Abstract:
Arrhythmogenic right ventricular cardiomyopathy (ARVC) is a severe cardiac disease that leads to heart failure or sudden cardiac death (SCD). For the pathogenesis of ARVC, various mutations in at least eight different genes have been identified. A rare form of ARVC is associated with the mutation TMEM43 p.S358L, which is a fully penetrant variant in male carriers. TMEM43 p.S358 is homologous to CG8111 p.S333 in Drosophila melanogaster. We established CRISPR/Cas9-mediated CG8111 knock-out mutants in Drosophila, as well as transgenic fly lines carrying an overexpression construct of the CG8111 p.S333L substitution. Knock-out flies developed normally, whereas the overexpression of CG8111 p.S333L caused growth defects, loss of body weight, cardiac arrhythmias, and premature death. An evaluation of a series of model mutants that replaced S333 by selected amino acids proved that the conserved serine is critical for the physiological function of CG8111. Metabolomic and proteomic analyses revealed that the S333 in CG8111 is essential to proper energy homeostasis and lipid metabolism in the fly.
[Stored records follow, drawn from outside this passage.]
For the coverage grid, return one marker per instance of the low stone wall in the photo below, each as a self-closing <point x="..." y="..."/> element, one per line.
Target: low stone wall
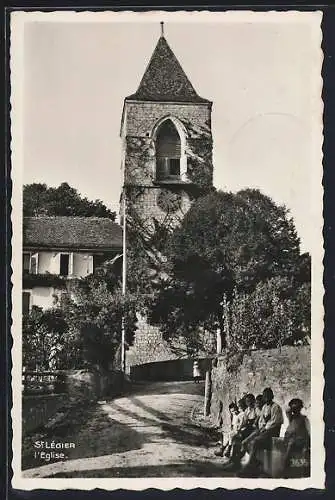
<point x="37" y="410"/>
<point x="287" y="371"/>
<point x="149" y="346"/>
<point x="90" y="385"/>
<point x="172" y="370"/>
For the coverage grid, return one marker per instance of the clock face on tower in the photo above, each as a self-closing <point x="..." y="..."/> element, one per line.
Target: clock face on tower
<point x="168" y="201"/>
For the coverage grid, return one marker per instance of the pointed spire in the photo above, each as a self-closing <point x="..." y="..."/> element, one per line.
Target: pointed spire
<point x="164" y="79"/>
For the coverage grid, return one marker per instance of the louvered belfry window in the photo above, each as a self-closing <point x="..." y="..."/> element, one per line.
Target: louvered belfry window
<point x="168" y="151"/>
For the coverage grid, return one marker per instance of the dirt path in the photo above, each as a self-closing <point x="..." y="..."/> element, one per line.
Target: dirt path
<point x="147" y="433"/>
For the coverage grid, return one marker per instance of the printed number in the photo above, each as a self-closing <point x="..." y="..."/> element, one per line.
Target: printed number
<point x="299" y="462"/>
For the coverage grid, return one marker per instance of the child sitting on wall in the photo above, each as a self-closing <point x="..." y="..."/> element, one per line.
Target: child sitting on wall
<point x="296" y="438"/>
<point x="235" y="423"/>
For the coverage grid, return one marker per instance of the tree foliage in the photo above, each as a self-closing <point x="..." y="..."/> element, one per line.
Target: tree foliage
<point x="233" y="246"/>
<point x="44" y="343"/>
<point x="39" y="199"/>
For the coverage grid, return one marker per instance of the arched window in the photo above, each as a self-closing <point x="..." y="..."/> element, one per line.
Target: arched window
<point x="168" y="152"/>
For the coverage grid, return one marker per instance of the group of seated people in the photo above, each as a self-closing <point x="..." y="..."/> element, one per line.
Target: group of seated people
<point x="254" y="422"/>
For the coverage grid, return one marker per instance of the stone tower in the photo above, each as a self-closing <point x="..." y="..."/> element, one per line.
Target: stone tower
<point x="167" y="140"/>
<point x="166" y="163"/>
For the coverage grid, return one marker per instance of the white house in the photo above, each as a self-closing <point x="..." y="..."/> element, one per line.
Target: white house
<point x="57" y="250"/>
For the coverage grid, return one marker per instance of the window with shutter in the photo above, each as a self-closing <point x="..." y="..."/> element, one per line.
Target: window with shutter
<point x="64" y="264"/>
<point x="25" y="302"/>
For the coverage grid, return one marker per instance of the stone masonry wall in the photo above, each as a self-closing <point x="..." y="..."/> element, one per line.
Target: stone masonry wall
<point x="140" y="120"/>
<point x="141" y="117"/>
<point x="150" y="347"/>
<point x="286" y="371"/>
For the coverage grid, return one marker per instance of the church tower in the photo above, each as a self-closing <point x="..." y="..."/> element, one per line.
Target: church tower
<point x="167" y="140"/>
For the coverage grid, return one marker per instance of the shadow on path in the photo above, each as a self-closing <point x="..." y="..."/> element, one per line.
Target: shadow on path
<point x="189" y="469"/>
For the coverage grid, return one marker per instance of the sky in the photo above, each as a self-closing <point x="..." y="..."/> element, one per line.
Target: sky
<point x="259" y="75"/>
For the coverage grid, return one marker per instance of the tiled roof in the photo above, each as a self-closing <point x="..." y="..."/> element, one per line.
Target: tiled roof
<point x="72" y="232"/>
<point x="164" y="79"/>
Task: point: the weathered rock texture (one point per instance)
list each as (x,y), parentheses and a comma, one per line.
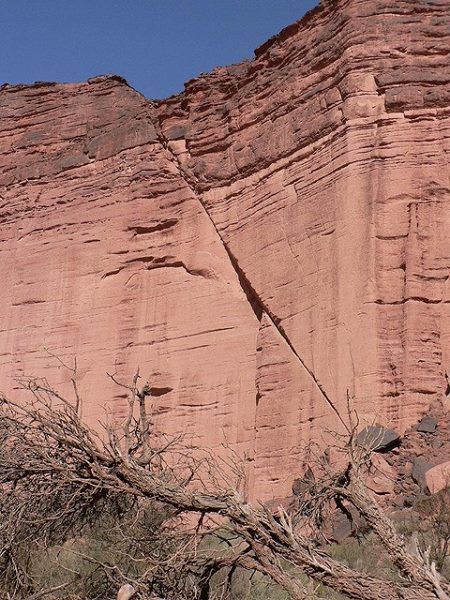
(258,245)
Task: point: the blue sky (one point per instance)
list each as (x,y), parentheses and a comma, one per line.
(155,44)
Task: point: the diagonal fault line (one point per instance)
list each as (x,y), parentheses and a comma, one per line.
(259,307)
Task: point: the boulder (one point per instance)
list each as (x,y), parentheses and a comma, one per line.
(438,477)
(419,469)
(377,438)
(427,425)
(126,592)
(381,478)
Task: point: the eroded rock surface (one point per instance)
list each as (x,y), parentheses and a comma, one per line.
(264,242)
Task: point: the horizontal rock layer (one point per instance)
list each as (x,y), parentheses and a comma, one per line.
(263,245)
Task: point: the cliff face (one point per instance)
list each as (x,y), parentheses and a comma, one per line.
(258,245)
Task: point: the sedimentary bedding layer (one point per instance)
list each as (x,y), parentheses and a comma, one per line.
(262,246)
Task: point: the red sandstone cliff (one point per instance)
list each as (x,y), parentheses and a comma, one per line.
(273,236)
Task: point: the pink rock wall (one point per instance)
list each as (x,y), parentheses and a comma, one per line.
(258,245)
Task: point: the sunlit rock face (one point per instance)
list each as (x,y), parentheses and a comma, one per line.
(263,245)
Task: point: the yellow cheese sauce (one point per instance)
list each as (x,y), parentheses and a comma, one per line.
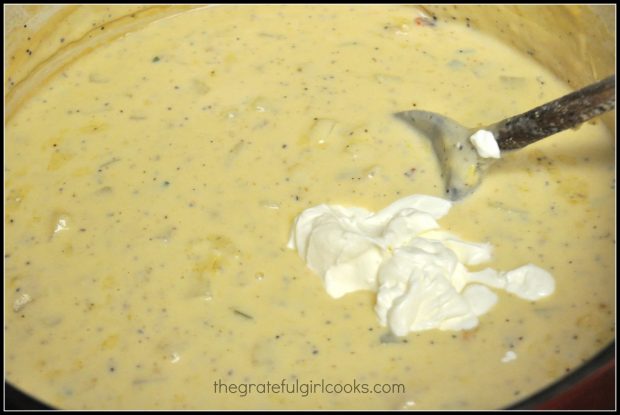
(151,187)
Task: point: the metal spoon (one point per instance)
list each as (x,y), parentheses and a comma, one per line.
(462,168)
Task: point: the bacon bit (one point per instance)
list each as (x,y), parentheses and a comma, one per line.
(424,21)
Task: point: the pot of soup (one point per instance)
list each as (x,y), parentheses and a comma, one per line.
(215,208)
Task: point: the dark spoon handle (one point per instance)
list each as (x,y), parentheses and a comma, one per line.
(555,116)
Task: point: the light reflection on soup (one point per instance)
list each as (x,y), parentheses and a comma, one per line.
(151,186)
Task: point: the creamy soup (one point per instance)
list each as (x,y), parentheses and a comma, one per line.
(151,186)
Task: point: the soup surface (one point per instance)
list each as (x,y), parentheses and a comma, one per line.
(151,187)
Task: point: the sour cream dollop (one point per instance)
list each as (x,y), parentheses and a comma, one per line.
(418,271)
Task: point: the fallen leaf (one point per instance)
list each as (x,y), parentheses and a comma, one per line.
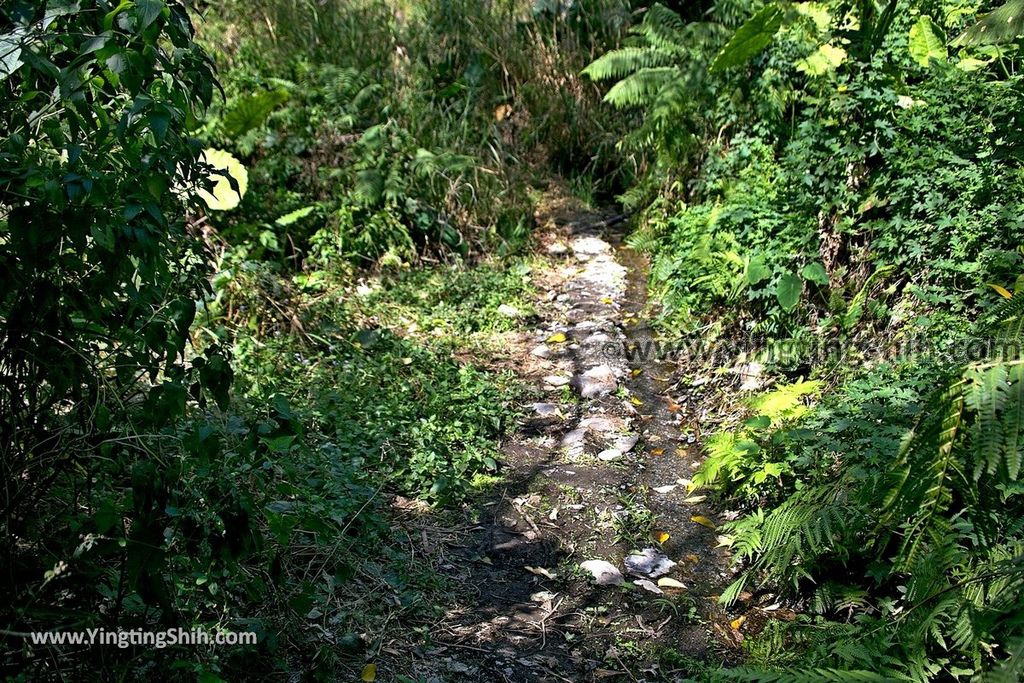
(704,521)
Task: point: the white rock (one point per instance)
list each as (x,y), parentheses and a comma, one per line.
(648,586)
(605,573)
(649,562)
(545,410)
(542,351)
(598,381)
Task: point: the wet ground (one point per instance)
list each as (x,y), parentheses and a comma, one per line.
(598,472)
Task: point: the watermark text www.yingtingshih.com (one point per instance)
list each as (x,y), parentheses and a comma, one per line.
(139,638)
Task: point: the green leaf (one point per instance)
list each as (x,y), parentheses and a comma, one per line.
(1000,26)
(787,291)
(296,215)
(757,270)
(815,272)
(251,111)
(750,39)
(925,43)
(823,60)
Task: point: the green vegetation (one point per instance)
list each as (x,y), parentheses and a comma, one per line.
(258,261)
(852,175)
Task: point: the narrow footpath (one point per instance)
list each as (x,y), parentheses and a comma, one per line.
(594,561)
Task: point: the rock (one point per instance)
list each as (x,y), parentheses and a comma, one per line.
(649,562)
(590,246)
(625,442)
(750,375)
(648,586)
(598,381)
(605,573)
(545,410)
(508,311)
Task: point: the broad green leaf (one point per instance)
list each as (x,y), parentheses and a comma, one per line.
(822,60)
(788,290)
(817,12)
(757,270)
(750,39)
(298,214)
(1000,26)
(10,51)
(925,42)
(815,272)
(224,196)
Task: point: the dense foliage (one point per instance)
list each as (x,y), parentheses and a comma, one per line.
(848,178)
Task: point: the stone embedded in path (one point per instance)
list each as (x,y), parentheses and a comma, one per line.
(649,562)
(590,246)
(542,351)
(596,382)
(545,410)
(605,573)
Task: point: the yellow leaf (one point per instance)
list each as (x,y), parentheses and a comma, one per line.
(704,521)
(1003,291)
(224,197)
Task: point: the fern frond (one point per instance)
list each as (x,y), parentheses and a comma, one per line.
(641,87)
(626,60)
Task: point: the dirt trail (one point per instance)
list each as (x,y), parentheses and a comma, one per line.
(595,474)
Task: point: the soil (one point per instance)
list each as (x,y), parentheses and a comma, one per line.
(524,609)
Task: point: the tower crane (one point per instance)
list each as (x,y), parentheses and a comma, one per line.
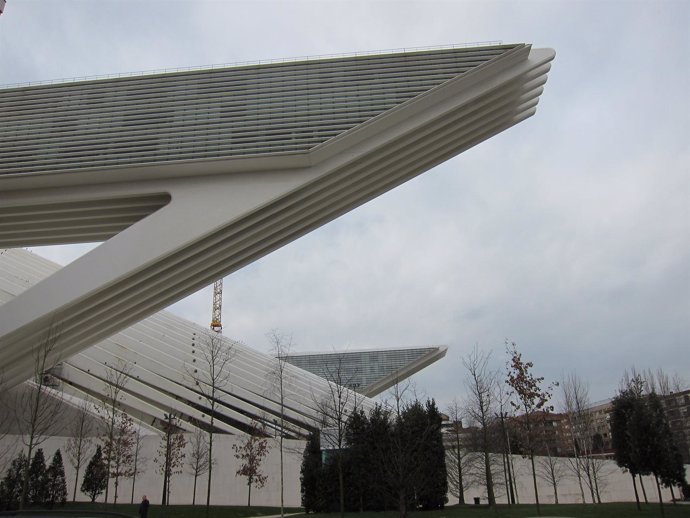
(217,306)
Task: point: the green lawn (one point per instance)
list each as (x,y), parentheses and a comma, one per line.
(469,511)
(183,511)
(524,511)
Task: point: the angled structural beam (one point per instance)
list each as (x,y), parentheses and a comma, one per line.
(158,353)
(191,176)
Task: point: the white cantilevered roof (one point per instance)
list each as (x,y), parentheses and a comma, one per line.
(190,176)
(159,352)
(369,371)
(215,113)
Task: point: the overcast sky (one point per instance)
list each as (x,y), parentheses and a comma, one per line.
(568,234)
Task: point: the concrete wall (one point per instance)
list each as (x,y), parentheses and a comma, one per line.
(229,489)
(614,485)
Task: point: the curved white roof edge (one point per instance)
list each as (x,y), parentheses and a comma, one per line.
(158,353)
(161,245)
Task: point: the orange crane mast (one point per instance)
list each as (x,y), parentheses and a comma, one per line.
(216,324)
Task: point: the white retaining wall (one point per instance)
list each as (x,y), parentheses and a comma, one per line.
(229,489)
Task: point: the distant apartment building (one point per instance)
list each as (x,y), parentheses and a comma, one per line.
(370,371)
(677,409)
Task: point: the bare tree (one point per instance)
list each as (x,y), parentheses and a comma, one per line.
(210,371)
(119,449)
(38,406)
(531,400)
(504,412)
(334,408)
(116,378)
(251,453)
(171,454)
(198,457)
(80,441)
(458,456)
(7,448)
(577,406)
(552,470)
(481,408)
(281,345)
(138,459)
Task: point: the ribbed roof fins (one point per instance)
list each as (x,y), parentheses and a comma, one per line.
(214,114)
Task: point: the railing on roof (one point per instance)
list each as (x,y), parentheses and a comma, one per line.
(400,50)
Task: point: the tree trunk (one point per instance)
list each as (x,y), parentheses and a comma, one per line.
(644,491)
(578,470)
(658,489)
(591,482)
(402,504)
(341,484)
(637,496)
(210,469)
(25,482)
(505,476)
(282,483)
(512,470)
(134,474)
(76,482)
(489,479)
(534,481)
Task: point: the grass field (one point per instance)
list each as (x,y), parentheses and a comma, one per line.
(617,510)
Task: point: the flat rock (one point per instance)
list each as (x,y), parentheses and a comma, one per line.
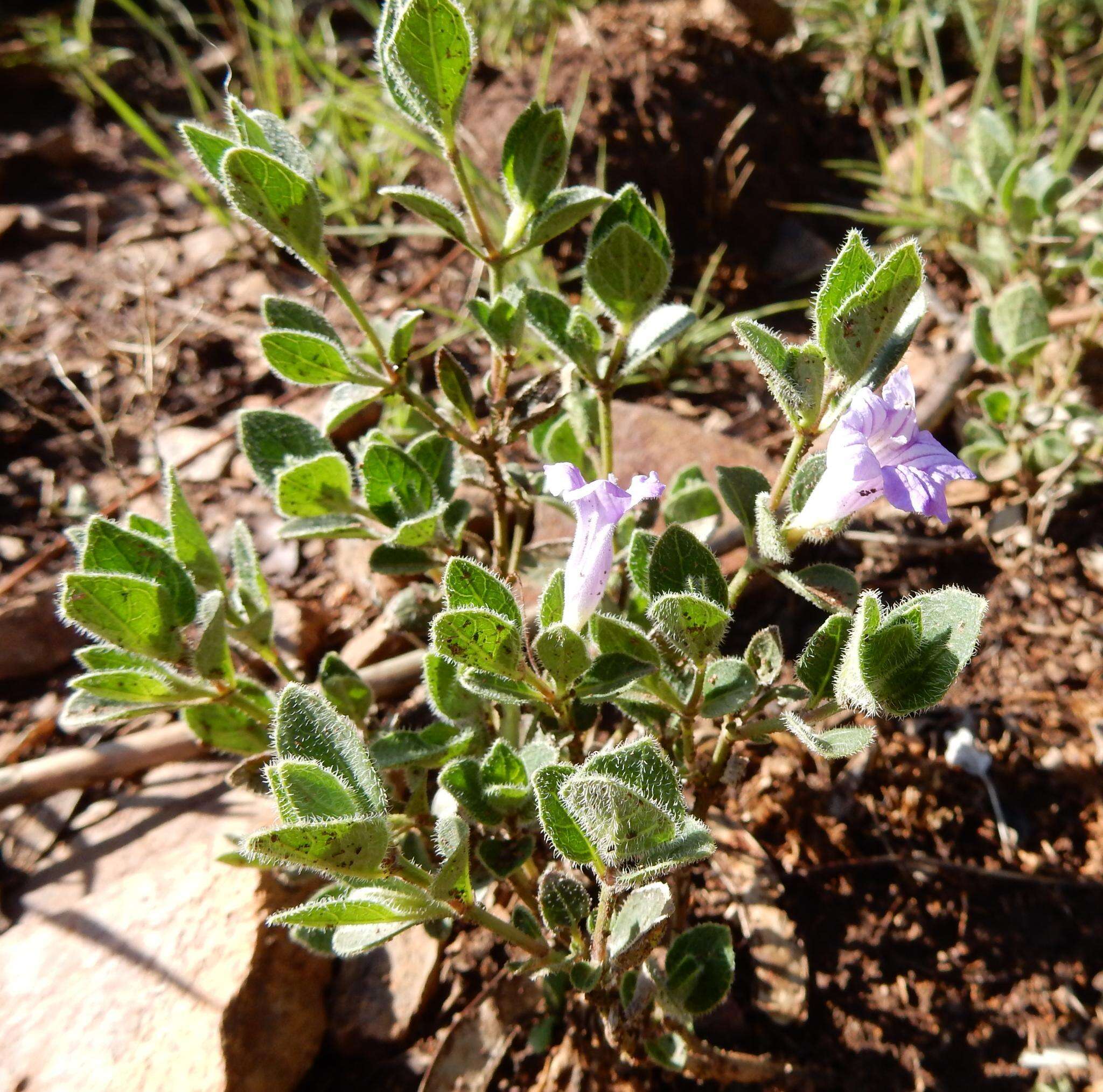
(33,640)
(376,996)
(138,961)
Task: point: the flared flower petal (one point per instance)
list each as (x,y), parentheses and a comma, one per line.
(598,507)
(878,449)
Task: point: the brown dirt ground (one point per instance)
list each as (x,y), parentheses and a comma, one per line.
(933,979)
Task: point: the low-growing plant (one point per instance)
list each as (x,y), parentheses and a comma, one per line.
(560,795)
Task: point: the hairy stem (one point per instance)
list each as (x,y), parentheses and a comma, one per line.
(741,582)
(338,284)
(605,393)
(690,718)
(241,703)
(792,458)
(606,429)
(602,925)
(459,171)
(476,914)
(504,929)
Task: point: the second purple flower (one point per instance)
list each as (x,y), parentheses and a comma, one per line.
(598,507)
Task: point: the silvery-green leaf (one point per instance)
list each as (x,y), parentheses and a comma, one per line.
(455,385)
(562,211)
(395,486)
(308,727)
(380,901)
(228,729)
(628,261)
(1020,320)
(534,156)
(463,778)
(906,660)
(432,208)
(208,147)
(609,674)
(346,402)
(352,848)
(562,652)
(304,790)
(620,821)
(498,688)
(700,968)
(478,638)
(468,584)
(559,825)
(765,654)
(345,688)
(661,327)
(139,687)
(806,479)
(319,486)
(769,538)
(616,634)
(333,526)
(990,145)
(564,900)
(834,743)
(264,130)
(423,749)
(691,506)
(428,52)
(669,1052)
(83,710)
(129,611)
(283,313)
(144,527)
(452,881)
(821,656)
(449,698)
(402,335)
(418,531)
(568,332)
(682,564)
(830,587)
(585,976)
(563,445)
(853,266)
(280,200)
(550,606)
(307,358)
(694,624)
(770,355)
(393,559)
(502,857)
(729,685)
(739,487)
(690,844)
(271,438)
(866,321)
(503,320)
(211,656)
(190,543)
(639,926)
(645,767)
(111,549)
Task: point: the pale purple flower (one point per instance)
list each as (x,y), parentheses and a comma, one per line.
(598,507)
(878,449)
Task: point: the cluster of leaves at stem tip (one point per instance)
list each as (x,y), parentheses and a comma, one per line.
(561,755)
(1022,239)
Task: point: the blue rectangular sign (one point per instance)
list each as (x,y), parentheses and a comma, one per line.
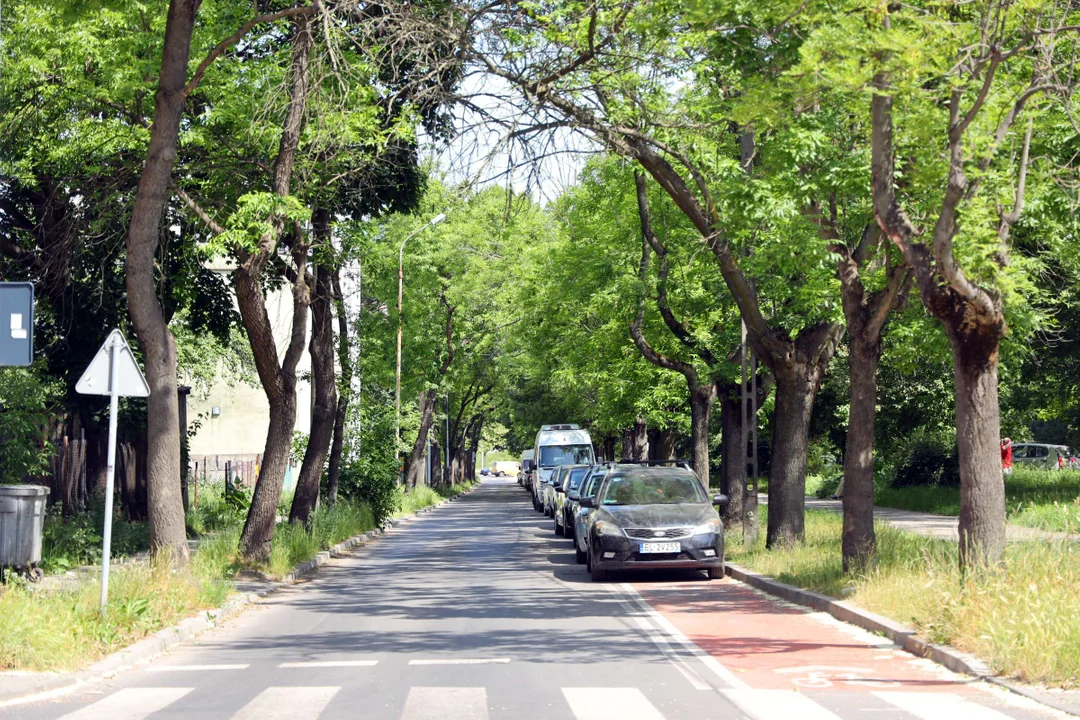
(16,324)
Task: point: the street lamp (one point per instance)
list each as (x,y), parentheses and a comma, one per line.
(401,284)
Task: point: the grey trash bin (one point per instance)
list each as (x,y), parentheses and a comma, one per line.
(22,517)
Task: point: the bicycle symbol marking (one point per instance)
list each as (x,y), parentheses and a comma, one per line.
(817,677)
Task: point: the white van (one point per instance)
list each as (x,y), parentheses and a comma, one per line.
(564,444)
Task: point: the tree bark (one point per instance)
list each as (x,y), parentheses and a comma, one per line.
(733,440)
(436,459)
(345,391)
(859,543)
(665,444)
(165,507)
(324,382)
(636,440)
(796,389)
(702,397)
(977,435)
(414,466)
(279,381)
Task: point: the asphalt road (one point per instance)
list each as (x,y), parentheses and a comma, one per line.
(477,611)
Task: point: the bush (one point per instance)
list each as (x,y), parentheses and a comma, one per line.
(927,459)
(26,402)
(376,489)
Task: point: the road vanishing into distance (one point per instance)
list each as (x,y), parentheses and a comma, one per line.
(477,611)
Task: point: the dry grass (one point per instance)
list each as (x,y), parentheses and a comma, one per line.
(1024,621)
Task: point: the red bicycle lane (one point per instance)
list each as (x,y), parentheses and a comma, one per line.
(770,644)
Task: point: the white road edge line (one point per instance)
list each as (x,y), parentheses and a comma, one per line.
(659,640)
(196,668)
(332,663)
(461,661)
(706,660)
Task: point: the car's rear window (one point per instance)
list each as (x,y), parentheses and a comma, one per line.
(652,490)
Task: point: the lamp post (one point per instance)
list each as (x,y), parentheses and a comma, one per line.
(401,284)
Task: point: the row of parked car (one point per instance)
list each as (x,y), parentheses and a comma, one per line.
(631,515)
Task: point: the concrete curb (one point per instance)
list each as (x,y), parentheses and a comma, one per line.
(903,636)
(167,638)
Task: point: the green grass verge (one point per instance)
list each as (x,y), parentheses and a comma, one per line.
(1048,500)
(1024,620)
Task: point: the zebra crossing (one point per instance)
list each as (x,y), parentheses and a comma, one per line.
(472,703)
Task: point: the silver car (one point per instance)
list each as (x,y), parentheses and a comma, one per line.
(580,515)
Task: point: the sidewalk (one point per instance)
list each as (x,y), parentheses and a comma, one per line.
(943,527)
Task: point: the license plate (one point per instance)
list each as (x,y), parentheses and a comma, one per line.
(660,547)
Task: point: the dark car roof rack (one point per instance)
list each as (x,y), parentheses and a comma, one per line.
(647,463)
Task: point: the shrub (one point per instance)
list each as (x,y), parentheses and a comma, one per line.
(376,489)
(927,459)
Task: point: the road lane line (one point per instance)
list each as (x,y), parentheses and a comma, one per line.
(610,704)
(130,703)
(659,640)
(772,704)
(196,668)
(714,665)
(446,704)
(934,706)
(287,703)
(461,661)
(332,663)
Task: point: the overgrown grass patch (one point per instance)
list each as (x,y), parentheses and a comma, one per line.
(1044,499)
(1024,620)
(64,630)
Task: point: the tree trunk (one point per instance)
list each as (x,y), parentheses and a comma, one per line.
(279,381)
(665,444)
(345,360)
(414,466)
(702,397)
(636,440)
(796,389)
(165,507)
(979,436)
(325,389)
(859,543)
(436,459)
(733,440)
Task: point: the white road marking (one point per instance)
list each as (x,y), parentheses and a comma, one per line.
(196,668)
(714,665)
(287,703)
(772,704)
(659,640)
(446,704)
(461,661)
(130,703)
(333,663)
(936,706)
(610,704)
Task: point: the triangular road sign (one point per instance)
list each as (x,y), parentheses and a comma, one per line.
(130,380)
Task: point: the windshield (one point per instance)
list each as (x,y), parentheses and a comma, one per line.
(594,481)
(566,454)
(653,490)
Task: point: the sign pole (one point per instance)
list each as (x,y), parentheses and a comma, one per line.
(111,469)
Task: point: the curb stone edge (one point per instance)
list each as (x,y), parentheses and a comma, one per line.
(903,636)
(145,650)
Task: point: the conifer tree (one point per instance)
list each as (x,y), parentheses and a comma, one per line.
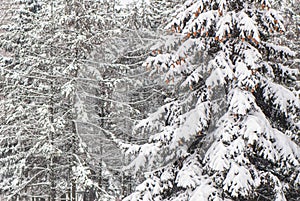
(251,153)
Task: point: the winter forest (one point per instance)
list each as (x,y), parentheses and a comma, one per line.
(149,100)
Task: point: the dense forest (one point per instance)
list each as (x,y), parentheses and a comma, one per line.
(177,100)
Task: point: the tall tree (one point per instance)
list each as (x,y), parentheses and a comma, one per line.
(251,152)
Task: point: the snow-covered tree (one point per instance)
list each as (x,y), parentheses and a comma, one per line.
(230,130)
(48,42)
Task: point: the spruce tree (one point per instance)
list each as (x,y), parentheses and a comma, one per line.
(230,130)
Of note, metabolic impairments were also found in the murine Tmem43 disease model, and fibrofatty replacement is a hallmark of human ARVC5. These findings contribute to a more comprehensive understanding of the molecular functions of CG8111 in Drosophila, and can represent a valuable basis to assess the aetiology of the human TMEM43 p.S358L variant in more detail.
摘要:
致心律失常性右心室心肌病(ARVC)是一种严重的心脏病,可导致心力衰竭或心源性猝死(SCD)。对于ARVC的发病机制,已经鉴定出至少8种不同基因的各种突变。一种罕见形式的ARVC与突变TMEM43p.S358L有关,这是男性携带者的完全渗透变体。TMEM43p.S358与果蝇中的CG8111p.S333同源。我们在果蝇中建立了CRISPR/Cas9介导的CG8111敲除突变体,以及携带CG8111p.S333L取代的过表达构建体的转基因蝇系。敲除果蝇发育正常,而CG8111p.S333L的过表达导致生长缺陷,体重减轻,心律失常,过早死亡。用选定的氨基酸替换S333的一系列模型突变体的评估证明,保守的丝氨酸对于CG8111的生理功能至关重要。代谢组学和蛋白质组学分析显示,CG8111中的S333对于果蝇中适当的能量稳态和脂质代谢至关重要。值得注意的是,在鼠Tmem43疾病模型中也发现了代谢障碍,纤维脂肪替代是人ARVC5的标志。这些发现有助于更全面地了解CG8111在果蝇中的分子功能。并且可以代表更详细地评估人类TMEM43p.S358L变体的病因的有价值的基础。